Комментарий к Глава четырнадцатая

Бернарт де Вентадорн (ок. 1140 - ок. 1195) - трубадур из Прованса, состоял при дворе Алиеноры Аквитанской, один из наиболее ярких представителей куртуазного течения XII века. В тексте использованы отрывки из двух его кансон.

 

*отрывки из первого и пятого куплетов кансоны “Дни, мелькая, мчатся мимо”.

 

*кансона - средневековая песня на любовную или религиозную тематику.

 

*первый и второй куплеты кансоны “Нет, не вернусь я, милые друзья”.

 

*болотной лихорадкой в Средние Века называли малярию.

 

========== Глава пятнадцатая ==========

 

Мелкие окровавленные песчинки царапали кожу на щеках и подбородке, забивались в нос, не давая толком вздохнуть, и мерзко хрустели на зубах. Руки — неестественно чистые руки с гладкой белой кожей — тянулись к крестовидной рукояти меча, силясь протащить ослабленное тело хотя бы на несколько дюймов вперед.

Куда? Не спеши, глупец.

Спешить было уже поздно. Рыцари в длинных разноцветных сюрко, пронзенные стрелами и разрубленные саблями, один за другим валились на залитые алым и багровым барханы, а лишенные всадников лошади надрывно ржали, напуганные шумом и запахом крови.

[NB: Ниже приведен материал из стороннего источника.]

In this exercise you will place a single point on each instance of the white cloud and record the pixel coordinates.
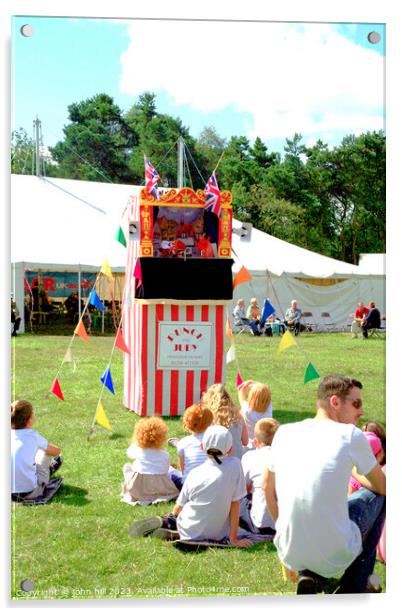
(303, 78)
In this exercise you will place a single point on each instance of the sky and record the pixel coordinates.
(323, 80)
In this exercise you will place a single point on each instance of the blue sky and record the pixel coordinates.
(268, 79)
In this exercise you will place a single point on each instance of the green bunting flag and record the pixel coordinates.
(120, 237)
(311, 373)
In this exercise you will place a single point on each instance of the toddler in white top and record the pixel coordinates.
(196, 419)
(148, 479)
(256, 403)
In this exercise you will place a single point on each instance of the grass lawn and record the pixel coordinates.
(77, 545)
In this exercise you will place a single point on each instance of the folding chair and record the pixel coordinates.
(327, 321)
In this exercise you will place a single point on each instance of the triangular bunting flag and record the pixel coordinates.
(229, 332)
(106, 269)
(68, 358)
(138, 273)
(56, 389)
(101, 417)
(95, 300)
(81, 331)
(120, 237)
(231, 354)
(106, 378)
(311, 373)
(287, 341)
(120, 342)
(266, 312)
(242, 276)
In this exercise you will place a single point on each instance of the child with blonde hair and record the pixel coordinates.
(149, 479)
(255, 403)
(227, 414)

Тебе больше некуда бежать.

Всадники в повязанных поверх конических шлемов тюрбанах с улюлюканьем налетали на пехотинцев, рубя головы на скаку, и растягивали губы в кровожадных гримасах, стряхивая с изогнутых лезвий крупные капли крови.

Больше некуда идти.

Огромные золоченые кресты с глухим ударом падали с храмовых крыш, раскалывая камни в мостовых. Знамя Иерусалима лежало в пыли, окропленное чьей-то кровью, и та медленно расплывалась темно-красными, почти черными пятнами на гладком белоснежном шелке.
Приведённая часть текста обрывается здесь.